The plot revolves around the heroine, Kendra, whose life is perfect. She was a twin, but the adoption agency didn’t disclose that and she was adopted as a single child, leaving her twin sister to suffer in the foster care system. Now her twin wants her life and wants Kendra dead.

The main attempt to do this is to expose Kendra to poppy seeds, of which she is deathly allergic to, via a conveniently delivered fruit basket— oh, and steal her epi pen so she can’t save herself.

Thankfully, Kendra’s mother is with her and calls 911, but the attempted murder plot lands her in the hospital.

Here are the following problems with this scenario.

Problem One: Twins aren’t necessarily allergic to the same thing. Can they be? Sure, but it would have to be proven out. For instance, if a mother were to tell us in the medical sphere that a patient’s twin sister is allergic to penicillin, but the patient has never had it, we would still give it a try. It’s presumptive in this movie to assume that because evil twin has the allergy, so would the good one.

Problem Two: Unnecessary Hospitalization. It’s actually very rare for a person having an anaphylactic reaction (which is life threatening if untreated) to land in the hospital. Most of the time, they are observed in the ER for several hours and sent home with medications to take over several days. I’ve outlined the treatment for anaphylaxis in this post.
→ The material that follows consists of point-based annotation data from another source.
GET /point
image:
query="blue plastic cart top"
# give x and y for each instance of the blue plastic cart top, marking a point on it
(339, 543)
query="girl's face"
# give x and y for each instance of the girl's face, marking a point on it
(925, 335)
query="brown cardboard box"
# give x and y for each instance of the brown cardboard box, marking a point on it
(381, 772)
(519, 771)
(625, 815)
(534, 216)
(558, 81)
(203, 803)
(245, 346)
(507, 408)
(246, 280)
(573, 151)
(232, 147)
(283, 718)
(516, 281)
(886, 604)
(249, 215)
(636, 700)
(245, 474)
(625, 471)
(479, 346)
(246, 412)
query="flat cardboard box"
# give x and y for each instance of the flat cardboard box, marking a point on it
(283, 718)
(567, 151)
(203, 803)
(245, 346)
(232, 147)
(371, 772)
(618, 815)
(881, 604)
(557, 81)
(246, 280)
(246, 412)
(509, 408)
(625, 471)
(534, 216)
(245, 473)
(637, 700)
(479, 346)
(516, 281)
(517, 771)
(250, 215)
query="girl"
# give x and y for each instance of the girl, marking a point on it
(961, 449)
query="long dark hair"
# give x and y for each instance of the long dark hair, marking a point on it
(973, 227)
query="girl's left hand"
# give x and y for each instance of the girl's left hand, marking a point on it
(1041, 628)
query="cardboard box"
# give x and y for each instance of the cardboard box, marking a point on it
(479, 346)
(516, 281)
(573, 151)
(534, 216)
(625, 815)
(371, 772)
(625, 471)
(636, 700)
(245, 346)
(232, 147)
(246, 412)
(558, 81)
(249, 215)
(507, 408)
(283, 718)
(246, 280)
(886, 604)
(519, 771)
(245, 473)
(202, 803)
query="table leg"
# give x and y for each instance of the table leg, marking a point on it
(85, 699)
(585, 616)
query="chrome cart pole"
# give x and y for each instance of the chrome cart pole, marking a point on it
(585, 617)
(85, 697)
Also, the heroine, who is six weeks pregnant, is told that the medical team admitted her overnight because “a lack of oxygen and toxins could hurt the baby.”

First, let me mop up the blood that just shot forth out of my eyes.

Poppy seeds are not a toxin. They’re a food item. There’s no evidence given in the movie that the character stopped breathing and therefore suffered a loss of oxygen. If you claim this— let’s at least put the character on a monitor to watch her oxygen levels. Lastly, you can’t monitor a baby at this point in any way and isn’t a justification for staying in the hospital.

Problem Three: Killing people with the wrong IV solution. The picture on the right shows the IV solution they were “running” on her (explained in the next section) which is sterile water. Flat out, this will kill people for reasons I won’t go into here. It is never used as an IV solution.

Problem Four: The IV tubing goes into the pump. Honestly, if you’re going to park a piece of medical equipment at the beside, and have a nurse check on it, then know how to use it. As noted in the photo, the IV tubing is not loaded into the IV pump.

Sadly, sweet Kendra doesn’t need her evil twin to kill her, the writers are doing their best on their own with this medical set up.